Another reason I wanted to study here was so that I could continue working with underprivileged children while I continued my education. Every day on the way to school I traveled through a few different slum areas, seeing how colonialism, capitalism, and the idea of the modern nation-state being pressed upon this country’s beautiful, resilient people has made life completely miserable for a large chunk of their population. The opportunities to use my education for social change were presented to me daily through the children who come everyday to beg in front of BRAC university. I got to sit with them during my breaks between classes and teach them English and provide a simple lunch of rice and curry at the small “illegally” built shops near my anthropology department building. I was greeted every day with huge hugs and smiles from around 10-15 children saying “Susie Apu!” and continuing on to tell me all about their quarrels with the other beggar kids. Most of them live in a slum that is located directly behind my university, which is ironic because the BRAC head office is also located just a two minute walk down the street. It makes me wonder why they have such a giant head office (approx 20 stories, beautifully built and landscaped) when there are still thousands of marginalized people — the people they claim to be assisting — living in squalor right nearby. BRAC is the world’s largest Non-Governmental Organization in regards to the amount of services and people they reach and has been voted the #1 NGO in the world for the last 2 years straight. Anyway, it is all just quite perplexing to me.
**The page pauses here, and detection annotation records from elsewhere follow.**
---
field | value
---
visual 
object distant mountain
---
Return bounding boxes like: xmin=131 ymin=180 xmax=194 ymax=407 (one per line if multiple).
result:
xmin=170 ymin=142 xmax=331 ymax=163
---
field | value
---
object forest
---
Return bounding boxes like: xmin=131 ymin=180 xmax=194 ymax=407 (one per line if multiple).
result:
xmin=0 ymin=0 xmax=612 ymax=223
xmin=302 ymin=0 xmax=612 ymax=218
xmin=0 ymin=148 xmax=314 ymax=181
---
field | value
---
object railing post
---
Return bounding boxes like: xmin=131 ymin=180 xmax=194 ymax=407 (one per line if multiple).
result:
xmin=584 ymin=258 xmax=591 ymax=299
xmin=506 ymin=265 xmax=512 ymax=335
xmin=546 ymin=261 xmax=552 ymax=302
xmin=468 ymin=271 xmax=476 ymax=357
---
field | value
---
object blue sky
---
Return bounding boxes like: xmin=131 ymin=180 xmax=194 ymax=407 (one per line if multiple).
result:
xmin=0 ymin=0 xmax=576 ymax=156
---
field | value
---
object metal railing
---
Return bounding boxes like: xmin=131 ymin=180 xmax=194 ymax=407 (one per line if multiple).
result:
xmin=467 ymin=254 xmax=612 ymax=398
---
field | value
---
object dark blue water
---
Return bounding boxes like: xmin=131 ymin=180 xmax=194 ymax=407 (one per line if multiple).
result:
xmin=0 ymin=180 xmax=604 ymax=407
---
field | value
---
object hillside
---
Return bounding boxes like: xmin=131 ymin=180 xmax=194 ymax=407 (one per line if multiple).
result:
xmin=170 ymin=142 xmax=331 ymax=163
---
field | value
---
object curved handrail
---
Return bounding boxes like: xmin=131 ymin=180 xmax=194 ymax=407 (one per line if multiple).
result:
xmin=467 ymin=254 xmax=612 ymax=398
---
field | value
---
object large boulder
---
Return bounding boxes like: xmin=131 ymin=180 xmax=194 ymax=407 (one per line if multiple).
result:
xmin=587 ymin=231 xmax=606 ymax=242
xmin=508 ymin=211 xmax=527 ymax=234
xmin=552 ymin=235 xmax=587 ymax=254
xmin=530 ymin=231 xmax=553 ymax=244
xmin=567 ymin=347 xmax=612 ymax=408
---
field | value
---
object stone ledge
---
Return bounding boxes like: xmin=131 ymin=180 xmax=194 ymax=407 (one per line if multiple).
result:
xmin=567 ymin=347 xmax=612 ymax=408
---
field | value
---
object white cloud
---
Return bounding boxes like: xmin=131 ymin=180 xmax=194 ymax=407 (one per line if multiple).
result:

Since I have been very busy studying the likes of Marx and Weber and haven’t been able to dedicate as much time to the kids as I would like (preferably 24 hours a day) but I know that there will come a day soon where I will be able to. I have basically been giving them food to take home to their single-moms who also make a living through begging. When I can, I give them things like soap, toothbrushes, shampoo and other necessary personal hygiene items just so they can feel a bit more confident. People treat them horribly wherever they go and no matter what they are doing. When people see them with me they assume they are begging from me or disturbing me so they either yell at them or hit them as we walk by. Anytime I try to take them in to a restaurant to sit and study English they are immediately turned away when they walk in the door. I have to explain over and over that they are my students wherever we go. These kids experience socio-economic barriers in each and every area of their life and I hope somehow together we will be able to overcome some of the major ones. When people see the kids skateboarding with me there is a completely out-of-the-norm response. People want to talk to the kids and ask them questions, take their picture, etc. It is like they go from being completely disregarded to becoming celebrities all of a sudden with all eyes on them. This is why I think skateboarding will be a useful tool in helping them overcome some of these mass society stereotypes and exclusions from anything and everything. Not only do the kids gain more confidence while they skate, they get along with each other much better and get all the health benefits that comes with participating in a sport. Mass society will only start to see their potential through something radical like skateboarding.
This is getting long. I am hoping I will have more time over the next few months to keep writing. Thank you for following!